Dysregulation of Calcium Homeostasis in PARK2-Dopaminergic Neurons was Suppressed by Selective T-type Calcium Channel Inhibition (A) Immunocytochemistry was performed on day 14 for the T-type calcium channel subtypes (CaV3.1, CaV3.2, and CaV3.3). Representative image of calcium channel subtypes in DA neurons (left). The relative expression levels of calcium channel subtypes are shown (right). Data represent the means ± SEM (n = 4 independent biological replicates). ^∗p < 0.05, ^∗∗p < 0.01, ^∗∗∗p < 0.001 by a t test with Sidak's correction. Scale bar, 20 μm. (B) Measurement of intracellular calcium levels of neurons (Control A, PB, and PA) on day 14 with or without rotenone treatment (10 μM, 24 hr) by the fluorescent calcium indicator Fluo-8 AM. Data represent the means ± SEM (n = 3–4 independent biological replicates). ^∗∗∗p < 0.001 by Tukey's multiple comparison test. (C) The effect of CCAs on the intracellular calcium concentration in PARK2-DA neurons (PB).
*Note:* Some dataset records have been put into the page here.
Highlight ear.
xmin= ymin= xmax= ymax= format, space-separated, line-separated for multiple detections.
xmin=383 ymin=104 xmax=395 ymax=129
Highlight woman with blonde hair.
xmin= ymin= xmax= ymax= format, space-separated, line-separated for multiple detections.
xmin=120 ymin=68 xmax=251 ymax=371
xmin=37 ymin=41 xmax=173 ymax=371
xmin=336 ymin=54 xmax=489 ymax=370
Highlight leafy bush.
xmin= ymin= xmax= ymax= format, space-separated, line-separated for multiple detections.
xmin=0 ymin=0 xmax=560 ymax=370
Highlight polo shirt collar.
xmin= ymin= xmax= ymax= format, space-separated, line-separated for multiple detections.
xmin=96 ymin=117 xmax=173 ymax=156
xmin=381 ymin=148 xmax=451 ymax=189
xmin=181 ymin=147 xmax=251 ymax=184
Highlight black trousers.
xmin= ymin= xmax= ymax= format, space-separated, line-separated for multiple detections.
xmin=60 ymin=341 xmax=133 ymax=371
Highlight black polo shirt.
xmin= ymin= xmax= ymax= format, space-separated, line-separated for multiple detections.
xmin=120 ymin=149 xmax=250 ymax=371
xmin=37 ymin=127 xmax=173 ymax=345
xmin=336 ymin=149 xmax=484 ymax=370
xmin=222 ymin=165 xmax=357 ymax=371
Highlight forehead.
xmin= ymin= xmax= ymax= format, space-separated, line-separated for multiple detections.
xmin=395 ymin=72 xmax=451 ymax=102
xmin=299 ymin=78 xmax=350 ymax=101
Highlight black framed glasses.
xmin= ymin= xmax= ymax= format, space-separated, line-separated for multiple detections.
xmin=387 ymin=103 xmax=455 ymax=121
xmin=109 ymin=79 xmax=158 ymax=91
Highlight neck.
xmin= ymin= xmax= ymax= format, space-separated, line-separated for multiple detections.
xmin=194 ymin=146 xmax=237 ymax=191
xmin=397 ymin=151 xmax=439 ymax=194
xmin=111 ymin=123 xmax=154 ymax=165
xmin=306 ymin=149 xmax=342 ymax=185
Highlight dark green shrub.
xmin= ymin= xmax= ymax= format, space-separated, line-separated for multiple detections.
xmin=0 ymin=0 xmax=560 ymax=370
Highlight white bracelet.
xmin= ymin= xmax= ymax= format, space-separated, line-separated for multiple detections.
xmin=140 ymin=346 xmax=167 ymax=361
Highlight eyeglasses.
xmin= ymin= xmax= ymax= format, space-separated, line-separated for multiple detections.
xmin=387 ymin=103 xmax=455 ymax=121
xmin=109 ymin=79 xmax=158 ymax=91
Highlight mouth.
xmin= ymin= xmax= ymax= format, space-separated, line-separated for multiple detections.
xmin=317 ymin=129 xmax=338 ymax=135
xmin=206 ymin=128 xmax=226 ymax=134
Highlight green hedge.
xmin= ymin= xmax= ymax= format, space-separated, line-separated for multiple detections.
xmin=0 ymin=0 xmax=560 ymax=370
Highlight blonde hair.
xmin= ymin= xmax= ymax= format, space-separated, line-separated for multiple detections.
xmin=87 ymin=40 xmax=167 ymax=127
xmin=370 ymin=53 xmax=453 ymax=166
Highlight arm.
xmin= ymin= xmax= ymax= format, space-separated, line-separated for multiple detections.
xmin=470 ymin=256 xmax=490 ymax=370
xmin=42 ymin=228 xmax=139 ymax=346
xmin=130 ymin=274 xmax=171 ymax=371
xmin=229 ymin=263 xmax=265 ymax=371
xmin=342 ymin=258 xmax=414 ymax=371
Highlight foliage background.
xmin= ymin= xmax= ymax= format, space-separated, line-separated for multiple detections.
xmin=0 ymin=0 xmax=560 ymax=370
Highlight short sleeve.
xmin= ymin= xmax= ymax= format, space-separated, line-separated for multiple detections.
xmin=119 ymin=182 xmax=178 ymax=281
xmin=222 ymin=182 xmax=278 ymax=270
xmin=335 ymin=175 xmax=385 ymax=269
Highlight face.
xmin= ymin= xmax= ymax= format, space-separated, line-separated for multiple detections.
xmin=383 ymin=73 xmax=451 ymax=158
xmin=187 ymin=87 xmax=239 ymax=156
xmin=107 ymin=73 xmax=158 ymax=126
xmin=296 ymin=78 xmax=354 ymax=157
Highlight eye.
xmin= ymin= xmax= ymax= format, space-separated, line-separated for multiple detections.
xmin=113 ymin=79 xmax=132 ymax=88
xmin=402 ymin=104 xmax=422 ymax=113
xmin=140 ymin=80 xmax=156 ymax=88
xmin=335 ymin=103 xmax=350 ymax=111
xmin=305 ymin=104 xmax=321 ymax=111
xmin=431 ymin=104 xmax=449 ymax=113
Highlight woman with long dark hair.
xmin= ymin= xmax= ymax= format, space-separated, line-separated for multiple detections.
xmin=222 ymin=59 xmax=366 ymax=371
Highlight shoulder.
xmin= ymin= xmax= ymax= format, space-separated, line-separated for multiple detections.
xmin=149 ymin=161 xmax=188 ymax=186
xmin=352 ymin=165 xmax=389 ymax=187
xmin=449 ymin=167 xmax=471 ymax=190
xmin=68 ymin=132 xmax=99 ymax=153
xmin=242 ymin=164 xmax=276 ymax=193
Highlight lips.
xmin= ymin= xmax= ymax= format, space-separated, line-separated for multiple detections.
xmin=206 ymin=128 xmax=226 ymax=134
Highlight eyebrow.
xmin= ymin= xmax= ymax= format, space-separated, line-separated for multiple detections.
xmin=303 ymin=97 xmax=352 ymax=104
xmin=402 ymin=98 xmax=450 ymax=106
The cells were exposed to benidipine (1 μM) or ML218 (1 μM) 24 hr prior to rotenone treatment. Data represent the means ± SEM (n = 3–6 independent biological replicates). ^∗p < 0.05, ^∗∗p < 0.01 by Dunnett's multiple comparison test. (D) Knockdown was performed on day 14 with transient siRNA transfection, Accell siRNA (1 μM) against T-type calcium channel subtypes for 72 hr in the control DA neurons (Control B), and verified with qRT-PCR. Values were normalized to the expression of GAPDH, and changes in mRNA levels were measured relative to non-targeting control siRNA levels. Data represent the means ± SEM (n = 3 independent biological replicates). ^∗p < 0.05, ^∗∗p < 0.01 by an unpaired t test. (E and F) Requirement of T-type calcium channel subtypes for the vulnerability of (E) PARK2 (PB)- and (F) PARK2^−/−-DA neurons. The cells were transfected with siRNA against the various T-type calcium channel subtypes for 72 hr prior to rotenone treatment. Immunocytochemical analysis of the CASP3⁺ cells in DA neurons on day 14 with rotenone treatment (10 μM, 24 hr). Representative image of CASP3⁺ cells in PARK2-DA neurons are shown (left). Data represent the means ± SEM (n = 3 independent biological replicates). ^∗p < 0.05, ^∗∗p < 0.01 by Dunnett's multiple comparison test. Scale bar, 20 μm.

Figure 6

Calcium Homeostasis Dysregulation Triggers Selective Vulnerability of Dopaminergic Neurons to Rotenone-Induced Stress in PARK2 Schematics of calcium homeostasis dysregulation in PARK2-DA neurons. When normal DA neurons were exposed to rotenone, damaged mitochondria were removed by Parkin- and PINK1-mediated mitophagy, allowing normal function to be maintained. However, mitochondrial function could not be restored due to the abnormality of the mitochondrial quality control mechanism in rotenone-exposed PARK2-DA neurons. Therefore, intracellular calcium overload promoted mitochondrial dysfunction and caused cell death specifically in DA neurons. Selective inhibition of T-type calcium channels suppressed the increase in intracellular calcium levels and cell death.